Expanding PVC Volume Template Results in Data Loss
When trying to expand the PVC volume template the operator will delete/re-create the PVC volumes instead of just resizing them. We are using Rook-Ceph as the storage provider and have successfully resized PVCs without delete/re-create. We can also manually edit the PVC itself and it will expand. We are using version 0.22.2 of the operator. I've reproduced it in multiple clusters.

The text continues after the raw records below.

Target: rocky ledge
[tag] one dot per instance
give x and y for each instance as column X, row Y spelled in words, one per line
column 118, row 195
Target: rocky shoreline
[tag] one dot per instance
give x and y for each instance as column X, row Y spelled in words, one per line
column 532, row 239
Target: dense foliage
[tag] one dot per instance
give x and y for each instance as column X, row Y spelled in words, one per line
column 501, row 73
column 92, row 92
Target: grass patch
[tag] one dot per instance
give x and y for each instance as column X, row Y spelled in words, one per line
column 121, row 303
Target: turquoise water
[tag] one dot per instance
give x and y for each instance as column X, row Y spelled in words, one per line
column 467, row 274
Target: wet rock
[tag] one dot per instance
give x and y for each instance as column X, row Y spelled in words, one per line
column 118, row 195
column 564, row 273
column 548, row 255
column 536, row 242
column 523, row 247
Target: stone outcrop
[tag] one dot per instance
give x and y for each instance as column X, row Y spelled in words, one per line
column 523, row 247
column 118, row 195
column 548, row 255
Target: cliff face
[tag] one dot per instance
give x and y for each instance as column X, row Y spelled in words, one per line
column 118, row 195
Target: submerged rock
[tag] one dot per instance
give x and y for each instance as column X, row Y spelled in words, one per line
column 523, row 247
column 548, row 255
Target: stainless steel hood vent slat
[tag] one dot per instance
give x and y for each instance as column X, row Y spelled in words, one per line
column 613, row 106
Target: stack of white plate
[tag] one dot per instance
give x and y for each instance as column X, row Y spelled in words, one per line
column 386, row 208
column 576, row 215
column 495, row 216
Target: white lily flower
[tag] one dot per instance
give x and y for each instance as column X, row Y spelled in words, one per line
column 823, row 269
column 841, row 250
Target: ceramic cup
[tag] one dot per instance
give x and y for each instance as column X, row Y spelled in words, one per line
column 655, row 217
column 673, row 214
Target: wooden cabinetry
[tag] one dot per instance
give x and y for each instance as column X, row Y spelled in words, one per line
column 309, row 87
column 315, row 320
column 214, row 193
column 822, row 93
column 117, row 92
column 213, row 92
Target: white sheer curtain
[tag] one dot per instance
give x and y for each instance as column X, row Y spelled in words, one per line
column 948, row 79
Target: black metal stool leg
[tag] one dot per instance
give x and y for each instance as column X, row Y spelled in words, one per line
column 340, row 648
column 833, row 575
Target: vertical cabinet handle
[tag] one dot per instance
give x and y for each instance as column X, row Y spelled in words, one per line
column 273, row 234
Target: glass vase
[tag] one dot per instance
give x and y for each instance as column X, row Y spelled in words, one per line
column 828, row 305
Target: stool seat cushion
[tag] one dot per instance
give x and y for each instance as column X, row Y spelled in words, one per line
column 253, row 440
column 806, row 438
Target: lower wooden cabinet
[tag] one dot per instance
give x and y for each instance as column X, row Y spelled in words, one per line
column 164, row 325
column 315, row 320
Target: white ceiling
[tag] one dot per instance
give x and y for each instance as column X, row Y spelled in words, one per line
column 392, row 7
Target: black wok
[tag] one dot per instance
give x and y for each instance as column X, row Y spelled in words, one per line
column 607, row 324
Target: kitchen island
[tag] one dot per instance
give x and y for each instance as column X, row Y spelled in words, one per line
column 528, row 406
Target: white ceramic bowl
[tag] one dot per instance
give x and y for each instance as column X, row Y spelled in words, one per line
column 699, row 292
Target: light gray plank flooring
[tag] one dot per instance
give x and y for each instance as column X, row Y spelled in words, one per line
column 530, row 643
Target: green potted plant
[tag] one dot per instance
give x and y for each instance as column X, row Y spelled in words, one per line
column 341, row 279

We have tried it without the storageManagement options as well and it just results in a loop where the operator will continually try to delete/re-create the PVCs
storageManagement:
provisioner: Operator
reclaimPolicy: Retain
---
apiVersion: "clickhouse.altinity.com/v1"
kind: "ClickHouseInstallation"
metadata:
name: "clickhouse"
spec:
defaults:
templates:
dataVolumeClaimTemplate: default
podTemplate: clickhouse:23.7.1.2470-alpine
storageManagement:
provisioner: Operator
reclaimPolicy: Retain
configuration:
settings:
# to allow scrape metrics via embedded prometheus protocol
prometheus/endpoint: /metrics
prometheus/port: 8888
prometheus/metrics: true
prometheus/events: true
prometheus/asynchronous_metrics: true
zookeeper:
nodes:
- host: clickhouse-keeper.clickhouse.svc.cluster.local
users:
default/networks/ip: "::/0"
default/password: password
default/profile: default
# use cluster Pod CIDR for more security
backup/networks/ip: 0.0.0.0/0
# PASSWORD=backup_password; echo "$PASSWORD"; echo -n "$PASSWORD" | sha256sum | tr -d '-'
backup/password_sha256_hex: eb94c11d77f46a0290ba8c4fca1a7fd315b72e1e6c83146e42117c568cc3ea4d
clusters:
- name: replicated
layout:
shardsCount: 1
replicasCount: 3
files:
config.xml: |
<?xml version="1.0"?>
<yandex>
<remote_servers>
<!-- Test only shard config for testing distributed storage -->
<ch_cluster>
<shard>
<internal_replication>True</internal_replication>
<replica>
<host>chi-clickhouse-replicated-0-0</host>
<port>9000</port>
<secure>0</secure>
</replica>
<replica>
<host>chi-clickhouse-replicated-0-1</host>
<port>9000</port>
<secure>0</secure>
</replica>
<replica>
<host>chi-clickhouse-replicated-0-2</host>
<port>9000</port>
<secure>0</secure>
</replica>
</shard>
</ch_cluster>
</remote_servers>
<!-- If element has 'incl' attribute, then for it's value will be used corresponding substitution from another file.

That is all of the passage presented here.